Variational calculus for base measure: The first-order condition for optimality of $\bar{\mu}$ in problem (VP) requires
\[\frac{\delta}{\delta\bar{\mu}}\text{MCov}(\mu,\bar{\mu}) = \frac{\delta}{\delta\bar{\mu}}\mathcal{E}_\nu(\bar{\mu})\]
This is verified by showing the transport map $T(\bar{x}) = \text{bary}(\pi^{\text{SB}}_{\bar{x}})$ satisfies $T_# \bar{\mu} = \mu$.
Strict convexity argument: The uniqueness follows from showing the Hessian satisfies
\[\nabla^2 \varphi(\bar{x}) = -\text{Cov}_{\pi_{\bar{x}}}(Y)\]
which is positive definite since $\nu$ charges no hyperplane.
Stochastic control connection: The continuous-time characterization uses the identity
\[H(\mathbb{P}|\mathbb{Q}) = \mathbb{E}_\mathbb{P}\left[\frac{1}{2}\int_0^1 |\beta_t|^2 dt\right]\]
where $\beta$ is the Föllmer drift relating measures $\mathbb{P}$ and $\mathbb{Q}$.
Martingale representation: The bijection between drifted processes and martingales relies on the stochastic Fubini theorem:
\[u_s = \int_0^s \frac{\sigma_r - I}{1-r} dB_r\]

Experiments & Validation

Purely theoretical. The paper develops two explicit examples:

Gaussian case: When $\mu = \mathcal{N}(0,\Sigma_1)$ and $\nu = \mathcal{N}(0,\Sigma_2)$ with $\Sigma_1 \preceq \Sigma_2$, closed-form expressions are derived for all five characterizations.
Discrete finite support: Comparison with Bass martingales in simple discrete settings, showing the entropic regularization effect.

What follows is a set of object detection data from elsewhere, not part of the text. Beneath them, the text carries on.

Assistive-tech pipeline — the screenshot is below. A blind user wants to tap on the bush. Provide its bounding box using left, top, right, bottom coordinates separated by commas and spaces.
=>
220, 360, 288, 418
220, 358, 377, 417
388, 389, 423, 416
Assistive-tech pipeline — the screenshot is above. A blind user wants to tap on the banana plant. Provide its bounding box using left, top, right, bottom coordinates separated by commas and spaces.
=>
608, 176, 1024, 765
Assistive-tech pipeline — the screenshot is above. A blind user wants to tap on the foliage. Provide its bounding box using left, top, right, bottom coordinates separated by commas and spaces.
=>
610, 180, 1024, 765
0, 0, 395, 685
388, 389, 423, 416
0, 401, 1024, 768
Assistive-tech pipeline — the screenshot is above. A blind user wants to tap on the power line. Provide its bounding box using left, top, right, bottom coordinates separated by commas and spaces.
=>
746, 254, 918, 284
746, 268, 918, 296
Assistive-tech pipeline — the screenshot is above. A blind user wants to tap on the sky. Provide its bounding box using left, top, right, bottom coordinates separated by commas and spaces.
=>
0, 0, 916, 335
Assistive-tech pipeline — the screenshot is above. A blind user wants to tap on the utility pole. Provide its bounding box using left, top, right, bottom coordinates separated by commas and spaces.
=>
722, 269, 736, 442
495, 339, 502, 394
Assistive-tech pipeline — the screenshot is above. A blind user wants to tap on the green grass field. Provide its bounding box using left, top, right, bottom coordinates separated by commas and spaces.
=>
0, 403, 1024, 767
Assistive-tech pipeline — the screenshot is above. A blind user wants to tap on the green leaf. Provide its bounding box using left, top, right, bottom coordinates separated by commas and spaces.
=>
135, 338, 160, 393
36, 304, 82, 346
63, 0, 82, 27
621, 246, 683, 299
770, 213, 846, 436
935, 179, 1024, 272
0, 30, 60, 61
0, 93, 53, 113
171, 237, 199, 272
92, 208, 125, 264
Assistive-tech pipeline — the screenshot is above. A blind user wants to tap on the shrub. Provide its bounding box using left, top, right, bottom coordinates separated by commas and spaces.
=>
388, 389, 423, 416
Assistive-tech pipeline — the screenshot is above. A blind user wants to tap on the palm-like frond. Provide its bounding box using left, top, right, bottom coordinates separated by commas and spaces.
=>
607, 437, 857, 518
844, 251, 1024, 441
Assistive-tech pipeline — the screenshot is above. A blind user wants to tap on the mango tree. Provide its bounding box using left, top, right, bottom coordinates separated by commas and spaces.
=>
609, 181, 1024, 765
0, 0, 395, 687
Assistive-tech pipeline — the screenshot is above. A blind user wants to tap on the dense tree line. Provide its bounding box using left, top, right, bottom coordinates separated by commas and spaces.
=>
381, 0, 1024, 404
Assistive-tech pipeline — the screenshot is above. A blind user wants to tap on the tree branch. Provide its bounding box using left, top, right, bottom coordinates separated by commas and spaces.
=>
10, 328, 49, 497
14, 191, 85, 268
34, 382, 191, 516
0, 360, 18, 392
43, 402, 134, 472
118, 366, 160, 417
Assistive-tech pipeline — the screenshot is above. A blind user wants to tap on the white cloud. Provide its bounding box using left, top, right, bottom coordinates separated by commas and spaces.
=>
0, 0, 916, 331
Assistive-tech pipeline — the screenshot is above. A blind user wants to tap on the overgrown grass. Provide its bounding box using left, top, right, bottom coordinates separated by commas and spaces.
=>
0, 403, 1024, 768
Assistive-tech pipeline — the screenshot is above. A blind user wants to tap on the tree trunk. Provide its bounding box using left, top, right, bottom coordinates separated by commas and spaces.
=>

Empirical validation would require:
- Numerical implementation of the Sinkhorn-type algorithm (mentioned as ongoing work)
- Convergence analysis for discretized continuous-time processes
- Comparison with other canonical martingale constructions in mathematical finance applications

Limitations & Open Problems

Limitations:

TECHNICAL: Existence of dual optimizers requires regularity assumptions on $\nu$ (finite exponential moments, non-concentration on hyperplanes) that are needed for proof techniques but likely removable.
TECHNICAL: Uniqueness of solutions to the inner optimization problems $(I_x)$ is assumed rather than proven, though this is expected to hold generically.
RESTRICTIVE: The continuous-time formulation requires specific Brownian reference measure, limiting applicability to other noise structures.
NATURAL: Finite second moment assumptions are standard in optimal transport theory.

Open problems:
Computational complexity: Develop efficient algorithms for high-dimensional problems beyond the mentioned Sinkhorn approach.
Robustness: Analyze stability of the martingale Schrödinger bridge under perturbations of the marginal constraints $\mu, \nu$.